The company provided contract drilling, project management, drilling engineering, and integrated drilling services to operators such as ConocoPhillips, Petro-Canada (now Suncor Energy), and OMV. Services extended to managed-pressure drilling, well-control support with partners like Schlumberger and Weatherford International, and directional drilling with tool providers such as Baker Hughes affiliates. Commercial activity covered fixed-term drilling contracts, dayrate agreements, and performance-based contracts with national oil companies including Pemex and National Iranian Oil Company (pre-sanctions era engagements historically).
The fleet comprised deepwater drillships, semisubmersibles, and jackup rigs built by yards such as Keppel Corporation, Samsung Heavy Industries, and Hyundai Heavy Industries. Notable rig classes operated comparable to vessels like Deepwater Horizon-type drillships and Borgsten Dolphin-class semisubmersibles in capability, fitted with blowout preventers supplied by manufacturers like NOV and GE Oil & Gas (now part of Baker Hughes). Dynamic positioning systems were sourced from providers including Kongsberg Gruppen and ABB Group, while marine systems involved suppliers such as Siemens and Wärtsilä. Contracts often required compliance with standards from classification societies like Lloyd's Register, American Bureau of Shipping, and Det Norske Veritas.

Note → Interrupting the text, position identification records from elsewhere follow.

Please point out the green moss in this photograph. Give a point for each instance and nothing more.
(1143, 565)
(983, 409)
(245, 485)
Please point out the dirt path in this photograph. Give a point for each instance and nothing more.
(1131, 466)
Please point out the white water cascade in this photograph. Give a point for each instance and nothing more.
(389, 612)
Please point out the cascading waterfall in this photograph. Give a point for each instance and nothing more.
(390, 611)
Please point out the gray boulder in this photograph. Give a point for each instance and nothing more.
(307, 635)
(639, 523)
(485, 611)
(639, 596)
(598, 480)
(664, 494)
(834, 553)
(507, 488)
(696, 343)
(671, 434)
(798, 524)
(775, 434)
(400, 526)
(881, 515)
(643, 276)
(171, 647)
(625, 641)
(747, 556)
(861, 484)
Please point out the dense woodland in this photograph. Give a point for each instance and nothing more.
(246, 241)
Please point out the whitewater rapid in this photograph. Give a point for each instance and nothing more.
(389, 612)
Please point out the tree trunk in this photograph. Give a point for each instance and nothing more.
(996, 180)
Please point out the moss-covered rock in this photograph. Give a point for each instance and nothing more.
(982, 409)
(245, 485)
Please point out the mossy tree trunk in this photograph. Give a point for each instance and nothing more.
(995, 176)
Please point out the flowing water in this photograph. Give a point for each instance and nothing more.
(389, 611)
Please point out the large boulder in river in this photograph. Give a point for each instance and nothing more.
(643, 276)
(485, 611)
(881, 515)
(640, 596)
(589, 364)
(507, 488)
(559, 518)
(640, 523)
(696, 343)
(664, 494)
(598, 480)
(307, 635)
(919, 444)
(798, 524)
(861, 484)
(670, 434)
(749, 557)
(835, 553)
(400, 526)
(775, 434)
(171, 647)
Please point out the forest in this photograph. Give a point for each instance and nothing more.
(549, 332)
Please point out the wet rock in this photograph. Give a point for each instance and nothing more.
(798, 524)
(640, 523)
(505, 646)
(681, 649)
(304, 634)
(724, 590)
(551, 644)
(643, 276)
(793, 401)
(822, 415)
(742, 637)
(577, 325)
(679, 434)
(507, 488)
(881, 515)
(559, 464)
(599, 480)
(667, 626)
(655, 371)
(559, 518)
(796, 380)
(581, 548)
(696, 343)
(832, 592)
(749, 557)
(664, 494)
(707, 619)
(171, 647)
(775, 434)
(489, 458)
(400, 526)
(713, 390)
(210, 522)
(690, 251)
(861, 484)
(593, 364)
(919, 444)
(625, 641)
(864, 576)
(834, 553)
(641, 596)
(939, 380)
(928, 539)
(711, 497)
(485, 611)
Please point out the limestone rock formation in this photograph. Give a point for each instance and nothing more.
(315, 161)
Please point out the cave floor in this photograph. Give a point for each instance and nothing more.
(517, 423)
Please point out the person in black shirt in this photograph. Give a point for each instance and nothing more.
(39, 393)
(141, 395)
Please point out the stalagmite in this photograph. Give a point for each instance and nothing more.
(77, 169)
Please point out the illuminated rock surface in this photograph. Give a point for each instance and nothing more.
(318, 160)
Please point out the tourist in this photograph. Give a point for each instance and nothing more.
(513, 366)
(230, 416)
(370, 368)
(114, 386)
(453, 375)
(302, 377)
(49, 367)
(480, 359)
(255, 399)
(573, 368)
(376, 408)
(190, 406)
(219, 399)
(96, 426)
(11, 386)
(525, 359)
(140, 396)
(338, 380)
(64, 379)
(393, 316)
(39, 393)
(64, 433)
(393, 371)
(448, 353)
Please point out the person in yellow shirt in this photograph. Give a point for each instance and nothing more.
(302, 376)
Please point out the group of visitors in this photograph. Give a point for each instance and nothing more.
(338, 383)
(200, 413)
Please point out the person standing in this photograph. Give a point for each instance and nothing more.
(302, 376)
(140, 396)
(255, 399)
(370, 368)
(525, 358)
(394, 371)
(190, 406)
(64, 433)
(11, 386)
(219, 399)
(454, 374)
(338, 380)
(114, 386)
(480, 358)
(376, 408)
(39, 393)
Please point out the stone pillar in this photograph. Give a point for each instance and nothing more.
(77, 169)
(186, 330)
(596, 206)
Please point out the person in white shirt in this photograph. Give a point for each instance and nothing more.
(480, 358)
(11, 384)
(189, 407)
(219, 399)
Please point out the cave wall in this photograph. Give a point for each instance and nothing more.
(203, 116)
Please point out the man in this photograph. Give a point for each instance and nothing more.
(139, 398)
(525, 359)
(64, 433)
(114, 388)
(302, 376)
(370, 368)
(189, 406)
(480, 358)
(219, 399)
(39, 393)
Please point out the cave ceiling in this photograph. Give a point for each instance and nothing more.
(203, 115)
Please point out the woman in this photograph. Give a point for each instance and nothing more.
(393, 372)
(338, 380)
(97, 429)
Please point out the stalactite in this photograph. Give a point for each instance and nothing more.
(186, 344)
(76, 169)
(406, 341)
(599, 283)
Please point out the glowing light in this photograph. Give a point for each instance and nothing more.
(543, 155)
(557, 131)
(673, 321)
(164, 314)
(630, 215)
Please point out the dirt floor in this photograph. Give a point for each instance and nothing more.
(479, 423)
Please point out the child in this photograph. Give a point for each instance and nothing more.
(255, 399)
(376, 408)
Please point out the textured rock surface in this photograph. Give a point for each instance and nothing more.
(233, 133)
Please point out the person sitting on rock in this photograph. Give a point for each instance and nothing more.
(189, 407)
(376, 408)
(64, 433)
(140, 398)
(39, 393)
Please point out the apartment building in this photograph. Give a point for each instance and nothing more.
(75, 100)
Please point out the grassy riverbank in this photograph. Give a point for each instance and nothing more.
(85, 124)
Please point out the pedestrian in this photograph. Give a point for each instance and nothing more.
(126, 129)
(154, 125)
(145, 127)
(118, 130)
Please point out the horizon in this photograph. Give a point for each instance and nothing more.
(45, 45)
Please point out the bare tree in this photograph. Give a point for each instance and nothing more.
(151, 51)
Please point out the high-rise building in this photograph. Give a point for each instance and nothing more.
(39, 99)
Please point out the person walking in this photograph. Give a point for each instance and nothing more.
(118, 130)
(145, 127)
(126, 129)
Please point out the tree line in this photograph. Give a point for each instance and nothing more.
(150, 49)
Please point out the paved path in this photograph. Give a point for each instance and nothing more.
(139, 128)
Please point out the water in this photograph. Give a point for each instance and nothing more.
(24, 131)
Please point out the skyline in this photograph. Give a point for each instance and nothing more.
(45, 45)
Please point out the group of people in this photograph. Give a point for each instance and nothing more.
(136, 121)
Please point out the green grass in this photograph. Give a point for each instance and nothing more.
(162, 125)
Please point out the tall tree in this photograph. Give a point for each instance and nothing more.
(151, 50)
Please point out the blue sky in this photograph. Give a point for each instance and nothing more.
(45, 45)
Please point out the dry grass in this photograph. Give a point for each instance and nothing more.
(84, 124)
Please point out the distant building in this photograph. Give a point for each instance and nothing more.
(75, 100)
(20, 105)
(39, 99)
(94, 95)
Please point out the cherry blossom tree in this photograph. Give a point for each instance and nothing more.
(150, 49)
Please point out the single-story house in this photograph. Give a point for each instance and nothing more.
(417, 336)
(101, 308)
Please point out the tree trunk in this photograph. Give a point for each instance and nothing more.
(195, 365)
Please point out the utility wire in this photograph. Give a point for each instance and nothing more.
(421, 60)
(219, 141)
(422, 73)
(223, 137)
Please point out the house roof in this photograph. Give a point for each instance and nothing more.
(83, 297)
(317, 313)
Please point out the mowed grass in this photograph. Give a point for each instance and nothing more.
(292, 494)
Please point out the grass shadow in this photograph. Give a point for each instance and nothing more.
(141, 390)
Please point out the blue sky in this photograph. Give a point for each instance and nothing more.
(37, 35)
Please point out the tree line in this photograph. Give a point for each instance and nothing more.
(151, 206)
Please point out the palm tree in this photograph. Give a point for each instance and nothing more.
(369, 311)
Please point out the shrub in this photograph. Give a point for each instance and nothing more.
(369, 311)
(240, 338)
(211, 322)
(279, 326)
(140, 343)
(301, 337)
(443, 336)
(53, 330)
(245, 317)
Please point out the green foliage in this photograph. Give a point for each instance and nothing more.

The firm operated within an industry shaped by incidents such as the Deepwater Horizon oil spill and regulatory frameworks influenced by bodies like the Bureau of Safety and Environmental Enforcement and the International Maritime Organization. Safety management systems referenced standards from International Association of Drilling Contractors and ISO guidelines, and the company engaged in audits by insurers such as Lloyd's of London underwriters. Environmental considerations involved decommissioning obligations under legislation in jurisdictions like United Kingdom Continental Shelf regulatory regimes and Brazilian National Agency of Petroleum, Natural Gas and Biofuels rules; the company reported incident investigations coordinated with authorities including U.S. Coast Guard and national regulators.
Corporate governance included a board with executives and directors who had ties to energy firms such as Occidental Petroleum and Exxon's leadership ranks, and financial relationships with institutions like Goldman Sachs and JPMorgan Chase. Capital markets activity involved listings and filings influenced by exchanges like the New York Stock Exchange and transactions evaluated under Securities and Exchange Commission rules. The company underwent mergers, asset sales, and restructuring transactions in the context of industry consolidation involving entities such as Valaris plc, Transocean, and Seadrill.